Your friend may want to look into SmartPaks. They have a number of different ulcer meds, and she can order taste samples (three days worth) to make sure her horse will eat it. They can be pretty affordable, too. I think regular strength U-Gard is about 20 dollars a month.
     
    03-29-2010, 10:43 PM
  #5
Trained
No grain -- check the ingredients of all supplements. Many have grains in them. Aloe Vera juice and slippery elm bark twice a day for two weeks, then once a day for two months, or forever if needed. If I remember correctly, I used 2 ounces of juice and 2 tblspns of bark powder for each feeding -- so 2 and 2 in the morning, then 2 and 2 at night for 2 weeks. It cost me about $20 a month I think and worked for my ex-racehorse. He improved dramatically after just the first two weeks.
     
    03-29-2010, 11:03 PM
  #6
Yearling
There are a lot of things you can try to help ulcers. Personally, when it is time to put down my horse, I would want it to be a decision between my vet and myself, not just someone who "knows a lot about horses".

A call to the vet who diagnosed the ulcers is free. That is who should be consulted on what to do as they are the one who can see how bad off the horse is clinically and make the best judgement for the animal.
     
    03-30-2010, 04:41 PM
  #7
Yearling
Supplements like U-gard and the ones sold by smart pak are NOT treatments for ulcers. They are instead like using TUMS for ulcer pain in humans. They provide very short relief from stomach acidity (less than 1 hour) and thus can make horses more comfortable at meal time (which is when horses are most likely to show pronounced symptoms caused by ulcers), but they will not allow the ulcers to heal.
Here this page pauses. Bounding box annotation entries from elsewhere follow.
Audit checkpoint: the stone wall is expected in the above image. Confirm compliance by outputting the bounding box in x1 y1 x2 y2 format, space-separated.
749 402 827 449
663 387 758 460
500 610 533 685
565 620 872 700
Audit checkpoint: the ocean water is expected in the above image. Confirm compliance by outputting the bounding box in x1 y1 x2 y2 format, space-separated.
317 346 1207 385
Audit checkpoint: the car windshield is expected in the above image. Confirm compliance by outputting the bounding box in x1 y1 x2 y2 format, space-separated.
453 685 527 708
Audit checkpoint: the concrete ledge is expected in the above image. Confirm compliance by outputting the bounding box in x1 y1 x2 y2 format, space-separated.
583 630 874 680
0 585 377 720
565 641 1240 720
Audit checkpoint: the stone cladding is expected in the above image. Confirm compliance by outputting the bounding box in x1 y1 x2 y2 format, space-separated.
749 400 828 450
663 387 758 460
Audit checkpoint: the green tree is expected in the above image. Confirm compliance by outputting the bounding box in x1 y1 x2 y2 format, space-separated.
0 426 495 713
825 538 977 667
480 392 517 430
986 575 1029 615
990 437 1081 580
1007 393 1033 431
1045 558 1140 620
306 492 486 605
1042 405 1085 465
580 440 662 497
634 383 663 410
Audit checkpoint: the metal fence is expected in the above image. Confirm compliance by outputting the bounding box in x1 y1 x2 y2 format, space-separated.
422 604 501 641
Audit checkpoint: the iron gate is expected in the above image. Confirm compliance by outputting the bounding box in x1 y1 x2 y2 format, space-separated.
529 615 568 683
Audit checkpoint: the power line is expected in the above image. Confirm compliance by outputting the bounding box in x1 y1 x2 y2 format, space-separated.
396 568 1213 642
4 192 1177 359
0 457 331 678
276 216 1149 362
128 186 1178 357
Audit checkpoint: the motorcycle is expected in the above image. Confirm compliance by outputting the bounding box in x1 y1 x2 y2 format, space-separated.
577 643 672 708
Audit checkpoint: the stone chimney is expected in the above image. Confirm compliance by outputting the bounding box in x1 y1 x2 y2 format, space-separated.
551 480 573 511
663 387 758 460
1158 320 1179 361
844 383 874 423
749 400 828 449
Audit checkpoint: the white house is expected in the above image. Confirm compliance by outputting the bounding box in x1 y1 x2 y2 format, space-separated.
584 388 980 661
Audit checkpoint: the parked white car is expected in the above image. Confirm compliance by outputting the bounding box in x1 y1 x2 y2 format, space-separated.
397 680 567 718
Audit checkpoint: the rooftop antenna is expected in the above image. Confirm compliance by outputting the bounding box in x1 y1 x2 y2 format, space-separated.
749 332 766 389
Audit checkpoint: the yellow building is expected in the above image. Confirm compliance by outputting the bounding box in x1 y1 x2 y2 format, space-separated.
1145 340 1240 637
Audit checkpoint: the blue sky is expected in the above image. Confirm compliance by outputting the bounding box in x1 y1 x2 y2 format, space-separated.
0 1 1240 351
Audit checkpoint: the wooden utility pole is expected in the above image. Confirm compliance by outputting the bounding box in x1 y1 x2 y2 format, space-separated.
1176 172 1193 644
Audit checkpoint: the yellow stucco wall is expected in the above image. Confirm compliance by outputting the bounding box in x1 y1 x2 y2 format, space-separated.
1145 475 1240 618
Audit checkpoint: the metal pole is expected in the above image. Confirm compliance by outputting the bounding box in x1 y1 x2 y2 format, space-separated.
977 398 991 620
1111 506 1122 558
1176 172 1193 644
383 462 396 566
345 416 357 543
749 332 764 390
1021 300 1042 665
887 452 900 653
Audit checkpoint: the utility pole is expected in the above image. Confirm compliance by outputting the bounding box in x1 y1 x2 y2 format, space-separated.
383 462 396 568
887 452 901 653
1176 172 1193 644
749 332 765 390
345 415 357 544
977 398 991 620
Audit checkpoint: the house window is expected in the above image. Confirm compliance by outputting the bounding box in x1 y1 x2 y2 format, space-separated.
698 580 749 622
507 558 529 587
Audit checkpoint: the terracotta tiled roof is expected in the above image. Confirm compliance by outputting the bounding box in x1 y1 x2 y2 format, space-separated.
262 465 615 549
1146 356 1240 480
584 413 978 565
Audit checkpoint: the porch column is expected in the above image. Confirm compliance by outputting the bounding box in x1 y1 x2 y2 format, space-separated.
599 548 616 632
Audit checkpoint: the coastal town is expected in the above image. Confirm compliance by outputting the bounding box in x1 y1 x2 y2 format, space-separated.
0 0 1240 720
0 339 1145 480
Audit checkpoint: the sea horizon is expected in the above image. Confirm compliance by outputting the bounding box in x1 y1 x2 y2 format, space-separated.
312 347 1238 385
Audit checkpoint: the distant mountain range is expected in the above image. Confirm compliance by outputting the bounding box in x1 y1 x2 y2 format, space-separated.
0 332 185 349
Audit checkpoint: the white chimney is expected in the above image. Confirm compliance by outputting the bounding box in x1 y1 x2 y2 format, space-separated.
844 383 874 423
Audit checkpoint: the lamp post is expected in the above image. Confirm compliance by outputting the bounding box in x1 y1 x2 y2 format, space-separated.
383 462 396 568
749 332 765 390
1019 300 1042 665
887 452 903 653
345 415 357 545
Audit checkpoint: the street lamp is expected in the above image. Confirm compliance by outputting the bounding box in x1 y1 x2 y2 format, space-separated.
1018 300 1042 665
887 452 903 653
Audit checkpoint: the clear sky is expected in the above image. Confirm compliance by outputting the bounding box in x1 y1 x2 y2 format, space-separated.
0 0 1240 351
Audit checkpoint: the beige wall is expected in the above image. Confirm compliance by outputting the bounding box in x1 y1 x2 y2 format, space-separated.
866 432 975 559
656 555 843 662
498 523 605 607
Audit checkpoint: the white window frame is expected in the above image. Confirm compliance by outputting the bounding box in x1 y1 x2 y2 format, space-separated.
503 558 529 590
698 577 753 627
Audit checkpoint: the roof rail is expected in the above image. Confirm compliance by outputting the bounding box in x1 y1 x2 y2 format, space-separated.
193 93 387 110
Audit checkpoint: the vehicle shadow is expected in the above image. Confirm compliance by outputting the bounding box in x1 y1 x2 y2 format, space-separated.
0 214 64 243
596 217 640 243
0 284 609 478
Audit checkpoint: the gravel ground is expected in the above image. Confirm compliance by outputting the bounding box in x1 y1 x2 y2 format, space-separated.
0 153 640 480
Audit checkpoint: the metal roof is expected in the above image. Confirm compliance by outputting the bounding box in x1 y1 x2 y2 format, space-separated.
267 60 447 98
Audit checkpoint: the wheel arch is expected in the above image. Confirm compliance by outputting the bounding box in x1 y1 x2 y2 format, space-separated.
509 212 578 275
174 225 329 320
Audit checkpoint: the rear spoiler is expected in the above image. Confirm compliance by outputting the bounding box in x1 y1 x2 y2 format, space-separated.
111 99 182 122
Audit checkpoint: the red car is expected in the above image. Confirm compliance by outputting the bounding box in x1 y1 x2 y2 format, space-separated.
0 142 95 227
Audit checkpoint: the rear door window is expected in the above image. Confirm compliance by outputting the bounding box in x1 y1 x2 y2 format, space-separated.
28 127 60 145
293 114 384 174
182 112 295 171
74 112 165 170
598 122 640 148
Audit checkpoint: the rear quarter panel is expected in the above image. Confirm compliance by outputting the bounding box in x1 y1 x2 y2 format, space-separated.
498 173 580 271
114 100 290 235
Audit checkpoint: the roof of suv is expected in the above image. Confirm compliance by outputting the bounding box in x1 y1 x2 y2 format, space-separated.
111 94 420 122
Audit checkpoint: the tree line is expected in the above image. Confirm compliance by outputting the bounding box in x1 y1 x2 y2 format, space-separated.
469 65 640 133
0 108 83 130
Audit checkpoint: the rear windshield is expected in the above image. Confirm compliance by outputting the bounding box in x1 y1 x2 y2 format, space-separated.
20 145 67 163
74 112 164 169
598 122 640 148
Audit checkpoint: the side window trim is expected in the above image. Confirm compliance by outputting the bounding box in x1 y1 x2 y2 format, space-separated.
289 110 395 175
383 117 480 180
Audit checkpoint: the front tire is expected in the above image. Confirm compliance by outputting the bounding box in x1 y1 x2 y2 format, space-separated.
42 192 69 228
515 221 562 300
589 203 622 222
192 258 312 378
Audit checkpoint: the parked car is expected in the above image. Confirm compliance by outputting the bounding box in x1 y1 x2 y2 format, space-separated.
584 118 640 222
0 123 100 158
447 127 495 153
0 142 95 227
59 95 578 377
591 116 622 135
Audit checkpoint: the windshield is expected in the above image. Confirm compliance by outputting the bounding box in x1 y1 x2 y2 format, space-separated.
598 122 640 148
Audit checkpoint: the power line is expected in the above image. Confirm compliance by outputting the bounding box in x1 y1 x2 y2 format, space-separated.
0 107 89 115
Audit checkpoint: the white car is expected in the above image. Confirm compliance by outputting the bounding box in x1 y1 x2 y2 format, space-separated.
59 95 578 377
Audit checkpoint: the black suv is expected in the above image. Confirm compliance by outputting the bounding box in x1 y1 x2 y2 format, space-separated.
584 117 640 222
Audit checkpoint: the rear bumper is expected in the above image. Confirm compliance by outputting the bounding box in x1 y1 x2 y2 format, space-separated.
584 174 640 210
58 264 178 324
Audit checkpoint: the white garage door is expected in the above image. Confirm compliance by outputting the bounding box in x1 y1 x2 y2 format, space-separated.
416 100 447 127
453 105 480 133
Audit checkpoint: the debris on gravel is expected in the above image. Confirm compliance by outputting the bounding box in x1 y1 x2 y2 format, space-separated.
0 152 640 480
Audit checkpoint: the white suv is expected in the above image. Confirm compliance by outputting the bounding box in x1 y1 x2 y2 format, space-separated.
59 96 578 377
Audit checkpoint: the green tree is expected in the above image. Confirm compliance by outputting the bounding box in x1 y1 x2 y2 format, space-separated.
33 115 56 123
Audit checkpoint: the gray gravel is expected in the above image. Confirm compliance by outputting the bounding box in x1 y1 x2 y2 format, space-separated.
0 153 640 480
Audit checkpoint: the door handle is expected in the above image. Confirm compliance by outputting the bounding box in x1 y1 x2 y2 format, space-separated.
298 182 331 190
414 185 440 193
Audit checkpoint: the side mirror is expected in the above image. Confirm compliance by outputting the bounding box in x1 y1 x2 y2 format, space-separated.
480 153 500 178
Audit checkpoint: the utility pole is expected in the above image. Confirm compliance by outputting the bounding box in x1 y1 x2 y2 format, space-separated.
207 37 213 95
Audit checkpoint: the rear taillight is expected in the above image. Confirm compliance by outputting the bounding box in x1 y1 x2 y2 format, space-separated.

Gastrogard, Ranitidine and Cimetidine lower stomach acidity for prolonged periods (4-24 hours depending on which drug you are using) which with dosing at appropriate intervals allows the stomach tissues time to heal. Ranitidine or cimetidine should be discussed with the vet treating the horse because just as Tealamutt said--the vet knows much more about the disease process and the drugs/supplements and what they actually DO than someone who "knows alot about horses". Gastroguard requires dosing once every 24 hours, Ranitidine and Cimetidine require dosing every 3-4 times a day in order to maintain lower stomach acidity and allow for healing.
     
    03-31-2010, 08:03 AM
  #8
Foal
Quote:
Originally Posted by DiamondJumper    
One of my friend's horses has ulcers. They are affecting her phsyical condition(weight, energy, etc.) fairly strongly. GastroGuard is not a financial option for her. She had another friend with horse experience look at the mare, and she reccomended that if they couldn't afford it, she should be put down

I've heard of Ranitidine, but I'm not exactly sure what it is/how to use it as a treatment.

The mare in question is about 10 years old, an Arabian.

Does anyone have any suggestions? Anything at all would be helpful.
GastroGuard IS really expensive, and not a long term solution for ulcers. It shuts off the acid producing pump, which then disturbs digestion and absorption. Try UlcerAide from Blue Ridge Distribution. Actually goes in and gives horse what he needs to heal the mucous membranes, coats linings, allows ulcer to heal.
     
    04-01-2010, 10:30 AM
  #9
Yearling
The best treatment would be a round of Gastroguard and then an ulcer preventative long term (smart pak has great, affordable options!). I know it is expensive but ulcers are serious and in extreme conditions can lead to systemic infection, perforation, and death.
     
    04-01-2010, 10:43 AM
  #10
Foal
I would also look at treating the cause. Ulcers are symptoms of stress, usually caused by domestication:
Long breaks between eating, large amounts of food/grain in one go, confined in stable, isolation from other horses, etc.
Small mesh haynets can help horses with ulcers. Mesh size can be as small as 20 mm. That makes eating really slow. They are kept busy nibbling all day and you have a consatnt stomach fill. You basically feed like mother nature: small amounts of hay throughout the day.